Using Open Policy Analysis to Fight Alternative Facts

By Fernando Hoces de la Guardia

This post was originally published on the CEGA Blog on May 25, 2021.

The emergence of “alternative facts” and post-truth politics is usually associated with the rise of populism in western democracies. While there is an element of truth to this association, democratic governments have struggled with estimating the expected costs and benefits of policy options even before the rise of new authoritarian trends. In other words, long before the emergence of alternative facts, we have allowed for multiple policy reports to co-exist, often representing vastly diverging “facts.” For example, in 2010 two reputable analysts made diverging claims about the Affordable Care Act — the Congressional Budget Office (CBO) estimating $138 billion in net savings while its former Director claimed it would cost $562 billion. These disagreements are more subtle than blatantly disagreeing on the size of crowds; however, they are similar in nature as they legitimize several (often conflicting) positions, where analysis using the best available methods and data should typically favor a limited range of policy estimates.

The traditional justification for differences across policy reports can be summarized in two famous words: “it depends.” Policy (and academic) economists often justify the existence of multiple reports quantifying the same policy estimate by claiming that they rely on different assumptions and modeling choices. The fundamental problem is that these assumptions and modeling choices can be easily buried in opaque reports that in turn leave plenty of latitude for analysts to obtain their desired results. Multiple opaque analytical choices give way to multiple reports, and multiple reports allow policymakers to choose the most convenient set of “facts.”

At left, an image from the 2009 inauguration of President Barack Obama’s on the National Mall in Washington, D.C. 2017. At right, the image of President Donald Trump’s inauguration. (Credit: National Park Service)

This is where open science tools and practices, which emerged in response to a credibility crisis in academic research, can be used to shed light on policy analysis. Transparent and reproducible analyses allow us to see under the hood, making it possible to distinguish between policy reports that contain the most accurate representation of the facts and those that are closer to post-hoc justifications of a desired result.

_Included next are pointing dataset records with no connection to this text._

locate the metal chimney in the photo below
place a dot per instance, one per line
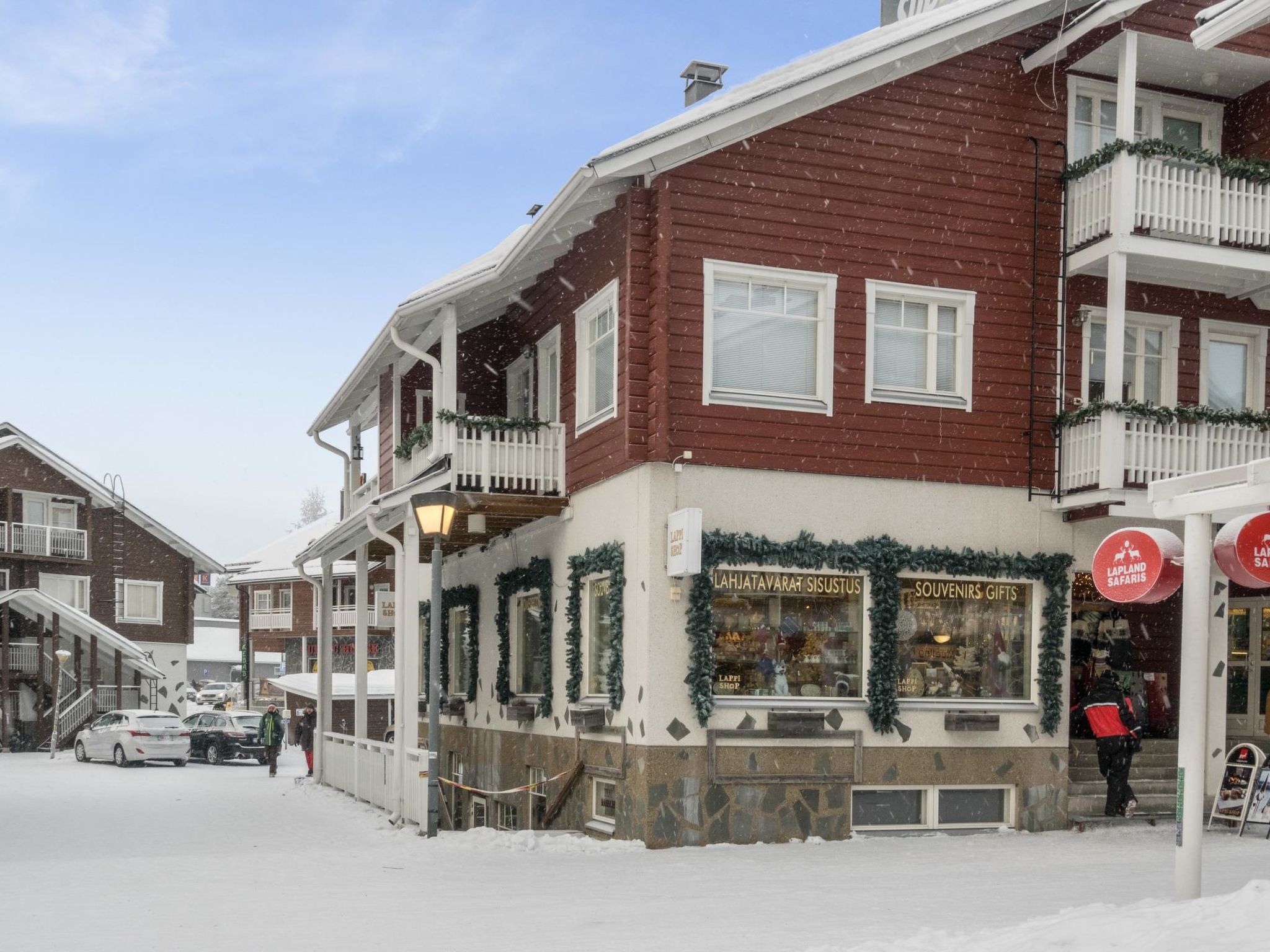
(704, 79)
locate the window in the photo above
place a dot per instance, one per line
(600, 637)
(603, 805)
(769, 337)
(1150, 358)
(597, 358)
(931, 808)
(964, 639)
(538, 798)
(71, 589)
(527, 664)
(139, 602)
(920, 343)
(1232, 366)
(549, 376)
(460, 638)
(506, 816)
(520, 389)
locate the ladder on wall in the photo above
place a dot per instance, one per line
(1047, 379)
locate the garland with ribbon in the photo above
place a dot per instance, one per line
(1231, 167)
(611, 559)
(883, 558)
(458, 597)
(535, 575)
(1163, 415)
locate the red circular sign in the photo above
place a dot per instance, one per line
(1139, 565)
(1242, 549)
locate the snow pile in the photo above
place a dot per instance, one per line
(1233, 920)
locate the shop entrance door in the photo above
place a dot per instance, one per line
(1248, 667)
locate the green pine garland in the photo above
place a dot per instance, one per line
(458, 597)
(1231, 167)
(611, 559)
(535, 575)
(1163, 415)
(883, 558)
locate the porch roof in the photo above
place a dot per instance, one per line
(32, 602)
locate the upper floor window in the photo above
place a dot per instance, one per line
(920, 346)
(139, 602)
(597, 358)
(1150, 358)
(769, 337)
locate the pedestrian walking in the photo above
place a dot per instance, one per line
(1112, 719)
(305, 730)
(272, 734)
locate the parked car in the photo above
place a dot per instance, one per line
(218, 738)
(133, 738)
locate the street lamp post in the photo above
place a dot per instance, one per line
(63, 655)
(435, 512)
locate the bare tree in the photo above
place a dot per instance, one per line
(313, 507)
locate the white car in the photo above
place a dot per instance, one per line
(133, 738)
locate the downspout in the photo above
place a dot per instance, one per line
(437, 377)
(349, 478)
(399, 715)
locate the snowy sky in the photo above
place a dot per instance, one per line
(208, 208)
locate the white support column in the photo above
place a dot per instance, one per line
(1193, 705)
(324, 668)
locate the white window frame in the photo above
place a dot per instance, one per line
(121, 602)
(1171, 328)
(86, 579)
(1155, 107)
(602, 299)
(549, 345)
(964, 301)
(1250, 334)
(825, 284)
(601, 824)
(931, 806)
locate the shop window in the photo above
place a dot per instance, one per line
(788, 633)
(600, 635)
(964, 639)
(920, 346)
(597, 358)
(538, 798)
(528, 632)
(460, 638)
(769, 337)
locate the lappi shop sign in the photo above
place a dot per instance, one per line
(1242, 550)
(1139, 565)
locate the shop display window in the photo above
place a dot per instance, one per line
(788, 633)
(962, 639)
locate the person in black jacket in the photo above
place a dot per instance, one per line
(1119, 738)
(305, 730)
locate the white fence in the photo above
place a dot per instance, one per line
(1157, 451)
(1176, 200)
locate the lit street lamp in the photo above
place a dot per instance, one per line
(435, 512)
(63, 655)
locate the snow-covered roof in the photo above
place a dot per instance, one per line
(13, 437)
(276, 562)
(380, 684)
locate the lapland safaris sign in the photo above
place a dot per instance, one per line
(1242, 550)
(1140, 565)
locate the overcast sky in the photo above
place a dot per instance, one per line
(207, 209)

The Open Policy Analysis (OPA) initiative at CEGA, led by BITSS aims to accelerate the adoption of open science practices by policy analysts. We have developed a framework (ungated) to guide this transformation and identify areas where more work needs to be done, drawing a parallel between the problems that open science addresses in academic research and their less discussed counterparts in policy analysis. We proposed basic principles for OPA and piloted the application of this framework in an existing policy analysis of US Senator Elizabeth Warren’s wealth tax proposal with Emmanuel Saez (UC Berkeley) and Gabriel Zucman (UC Berkeley), providing a tool for both advocates and skeptics of the policy to use in the debate. More recently, we have begun to develop a series of OPA projects, where we collaborate with policy analysts and researchers across domains to help them “open up” highly consequential policy reports.

“Transparent and reproducible analyses allow us to see under the hood, making it possible to distinguish between policy reports that contain the most accurate representation of the facts and those that are closer to post-hoc justifications of a desired result.”

We just released our second OPA project, this time in the domain of deworming interventions. We collaborated with the authors of original research and a key policy organization looking to open up a policy analysis that compares the costs and benefits of mass deworming interventions for children. The best available research had, until now, primarily focused on policy analyses for rural Kenya where the original study took place. With this new OPA, analysts and policymakers can assess the relevant costs and benefits behind mass deworming across a wide array of contexts using this interactive plot to enter geographic-specific costs of treatment and prevalence of worm infections.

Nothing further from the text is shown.